Shares surge after Tory poll win
Shares surged today as a surprise outright victory for the Conservatives cheered the City and dispelled expectations of weeks of uncertainty.
The FTSE 100 Index was up by more than 150 points, or over 2%, during the session, meaning Britain's biggest listed companies together added nearly £40 billion in value as energy firms, banks and estate agents all performed strongly.
However, some economists pointed to concerns about the result further down the line, particularly with the Conservatives' pledge to hold an in/out referendum on EU membership.
British Gas owner Centrica added 7% as Labour's defeat ended the possibility of an energy price freeze and tighter regulation. Analysts at HSBC upgraded the stock on the basis of "diminished political risk".
Banks were buoyed as the threat of an increased banking levy and bonus tax under Ed Miliband was ruled out.
State-backed lenders Lloyds and Royal Bank of Scotland rose by 6% and 5%.
Meanwhile retailers such as Sports Direct - up 5% - were buoyed by the fact that Labour plans to end zero-hour contracts and lift the minimum wage would not come to pass.
The mood was more broadly positive because David Cameron's smooth transition to a second term in Downing Street avoided the previously expected scenario that there would be no clear winner today, and weeks of political horse-trading to follow.
Sentiment was also lifted by the prospect of no change to tax and spending policies and the disappearance of the spectre of an uneasy parliamentary arrangement between a minority Labour government and the Scottish National Party.
Sterling rose sharply as the prospect of uncertainty faded. The pound climbed above 1.55 US dollars overnight, its highest level against the greenback since the end of February, before edging back to 1.54.
It rose above 1.38 against the euro before settling back to 1.37.
Vicky Redwood, chief UK economist at Capital Economics, said: "The result removes the risk that the economy suffers a prolonged period of political uncertainty."
Scotiabank's Alan Clarke said the result should mean "the half-finished job of closing the budget deficit and getting the Government debt burden on a downward burden can be continued".

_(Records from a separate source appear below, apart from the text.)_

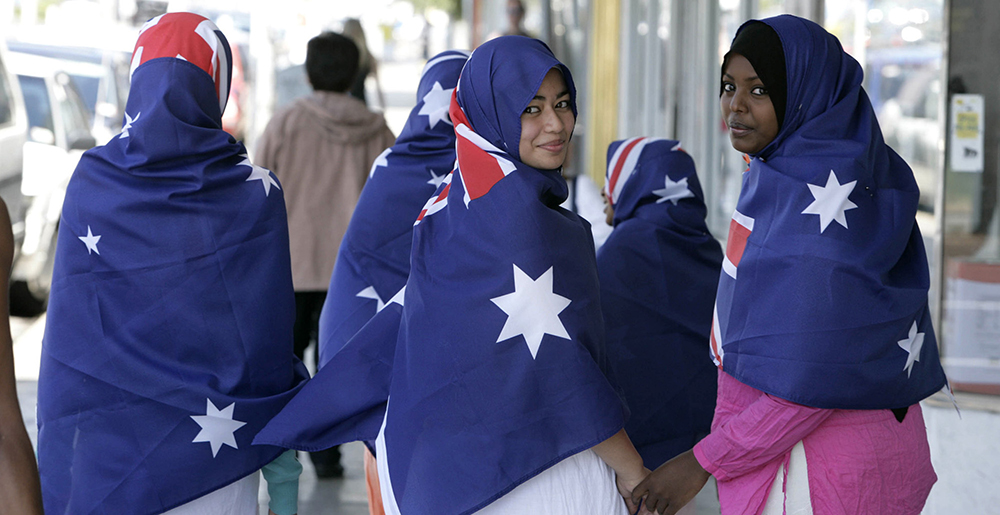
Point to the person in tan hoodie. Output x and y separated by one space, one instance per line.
321 147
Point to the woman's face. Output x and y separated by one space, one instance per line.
547 124
746 107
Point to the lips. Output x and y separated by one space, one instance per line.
553 146
738 129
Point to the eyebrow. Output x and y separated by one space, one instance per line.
749 79
540 97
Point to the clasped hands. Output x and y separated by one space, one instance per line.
667 489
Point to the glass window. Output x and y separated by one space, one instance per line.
970 326
36 100
6 109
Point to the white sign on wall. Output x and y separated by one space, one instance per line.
967 129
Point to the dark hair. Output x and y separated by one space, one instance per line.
331 62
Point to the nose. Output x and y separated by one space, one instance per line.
552 121
738 102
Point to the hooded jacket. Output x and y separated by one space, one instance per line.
321 148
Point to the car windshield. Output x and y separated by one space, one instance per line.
36 99
88 87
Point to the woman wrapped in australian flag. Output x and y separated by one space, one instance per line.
659 270
168 340
822 332
494 394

However he said the biggest market concern over the next two years would be the prospect of an EU referendum as promised by Mr Cameron. Meanwhile, the UK looked set to face the "mother of all fiscal tightenings in about a year's time".
Andrew Wells, global chief investment officer of Fixed Income at Fidelity Worldwide Investment, said that "on the face of it" the result would be positive for sterling and Government bonds.
"However as the dust settles the change in Scotland will have to be closely followed.
"Whilst the Scottish nationalists did not campaign on a ticket of devolution, the magnitude of support for them must herald change in the future, and this will cause greater uncertainty.
"The other danger is that a slim majority, with no significant coalition could always see us back at the polls in a short period of time and markets will be wary of that situation."
HSBC economists Simon Wells and Liz Martins said the European referendum and the SNP's virtual clean-sweep in Scotland were the two big medium-term implications of the result.
"The economic implications of a possible British EU exit could be far-reaching and the BoE [Bank of England] may soon be turning its attention to the regulatory and financial stability implications of such a scenario.
"The huge gains made by the SNP once again call into question the future of the UK itself. If Scotland were to vote to stay in the EU, but the rest of the UK were to opt to leave, pressure to break up the union could increase further."